Indigo took the microphone out of the young man’s hand, slipped him a thousand dollar bill and murmured in his ear to leave this instant or else have death follow. He turned his back on the band and heard them scramble. Smart boys. They might yet live.
Christo’s expression was incredible. Just the perfect blend of shock, horror, and anger. But he was maintaining a veneer of propriety, so far at least. He couldn’t help it. It was the social programming which even functioned on an arrogant fop like Christo.
“We’re all here to raise money for worthy causes, and there could be no more worthy cause than ourselves, could there not?” Indigo extended his arms and smiled at the collective who were quickly falling under his sway.
A smatter of laughter skipped across the crowd in a polite, yet guarded sort of way. He was still very much among enemies, a room full of sharks circling the waters. They smelled blood, but they didn't know where it was coming from. He was about to enlighten them.
“I have a surprise addition to the auction roster. I know. I know. The auction ended hours ago and you feel as though your purse strings couldn’t get any tighter, but perhaps consider loosening them one more time for this surprise item” —he paused for a moment, for dramatic effect— “the eighteen year old heir to the entire Monteverdi fortune! Her bloodline gives you automatic rights to the entirety of Mr. Monteverdi’s considerable assets upon his passing, long may he live.”
The announcement caused what could only be described as a hubbub. It wasn’t that they were shocked a person was being sold. Nobody in this room had any qualms about trading flesh, one way or another.
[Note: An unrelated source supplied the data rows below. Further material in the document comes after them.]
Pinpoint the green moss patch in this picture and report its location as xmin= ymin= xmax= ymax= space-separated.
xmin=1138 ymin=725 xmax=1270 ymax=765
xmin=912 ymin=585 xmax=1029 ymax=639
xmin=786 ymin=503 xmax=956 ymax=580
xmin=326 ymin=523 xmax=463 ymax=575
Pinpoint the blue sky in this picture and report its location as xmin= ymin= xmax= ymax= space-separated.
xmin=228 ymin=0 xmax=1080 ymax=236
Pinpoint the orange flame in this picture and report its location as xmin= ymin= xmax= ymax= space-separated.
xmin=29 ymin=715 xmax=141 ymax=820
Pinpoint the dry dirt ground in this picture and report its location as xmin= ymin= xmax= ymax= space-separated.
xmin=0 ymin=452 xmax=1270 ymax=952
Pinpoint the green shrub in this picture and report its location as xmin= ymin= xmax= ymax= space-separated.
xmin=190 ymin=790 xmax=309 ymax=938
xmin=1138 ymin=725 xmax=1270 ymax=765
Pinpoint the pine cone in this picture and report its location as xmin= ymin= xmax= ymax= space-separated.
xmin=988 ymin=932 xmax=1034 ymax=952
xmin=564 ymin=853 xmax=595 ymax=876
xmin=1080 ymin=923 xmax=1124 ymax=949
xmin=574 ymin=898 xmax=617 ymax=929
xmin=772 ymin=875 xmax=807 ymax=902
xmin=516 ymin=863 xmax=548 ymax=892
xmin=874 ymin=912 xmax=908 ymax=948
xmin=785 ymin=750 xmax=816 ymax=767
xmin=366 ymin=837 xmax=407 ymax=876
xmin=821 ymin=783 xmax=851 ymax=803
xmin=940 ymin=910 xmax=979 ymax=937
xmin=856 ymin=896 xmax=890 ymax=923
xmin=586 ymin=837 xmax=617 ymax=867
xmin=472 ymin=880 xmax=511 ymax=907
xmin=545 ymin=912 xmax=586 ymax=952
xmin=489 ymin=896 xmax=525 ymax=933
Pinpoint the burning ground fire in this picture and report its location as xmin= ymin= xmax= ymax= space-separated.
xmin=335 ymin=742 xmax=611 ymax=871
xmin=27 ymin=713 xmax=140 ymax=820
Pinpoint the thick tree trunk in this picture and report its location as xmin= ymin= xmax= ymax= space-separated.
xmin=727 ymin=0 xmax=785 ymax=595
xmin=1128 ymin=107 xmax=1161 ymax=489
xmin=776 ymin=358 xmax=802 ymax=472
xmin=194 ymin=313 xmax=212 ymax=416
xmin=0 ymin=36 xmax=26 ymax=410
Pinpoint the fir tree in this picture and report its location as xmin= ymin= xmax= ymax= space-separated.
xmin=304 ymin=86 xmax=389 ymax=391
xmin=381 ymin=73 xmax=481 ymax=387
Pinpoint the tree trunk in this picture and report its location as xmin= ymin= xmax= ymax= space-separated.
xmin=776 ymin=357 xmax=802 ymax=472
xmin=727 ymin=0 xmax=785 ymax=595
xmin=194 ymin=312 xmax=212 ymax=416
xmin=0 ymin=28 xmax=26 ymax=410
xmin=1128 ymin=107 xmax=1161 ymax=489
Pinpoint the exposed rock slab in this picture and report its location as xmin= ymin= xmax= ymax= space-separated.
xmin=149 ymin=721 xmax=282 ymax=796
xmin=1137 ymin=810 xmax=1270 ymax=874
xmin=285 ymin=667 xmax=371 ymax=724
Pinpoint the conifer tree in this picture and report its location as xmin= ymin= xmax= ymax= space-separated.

“Liar!” Christo called out from the floor. “There is no heir!”
“Ah, but there is. I have her, and soon someone else, someone fortunate and rich beyond imagination will possess the fruit of your careless loins, my friend.”
“Get him off the stage…” Christo was mumbling to security. But security knew Indigo as well as anybody else in the room did and showed a spectacular reluctance to go anywhere near the dais. The event wasn’t set up for this kind of disruption, and the crowd was overruling Christo’s desires.
Indigo had done what the band and Christo had thus far failed to do — he had entertained the people.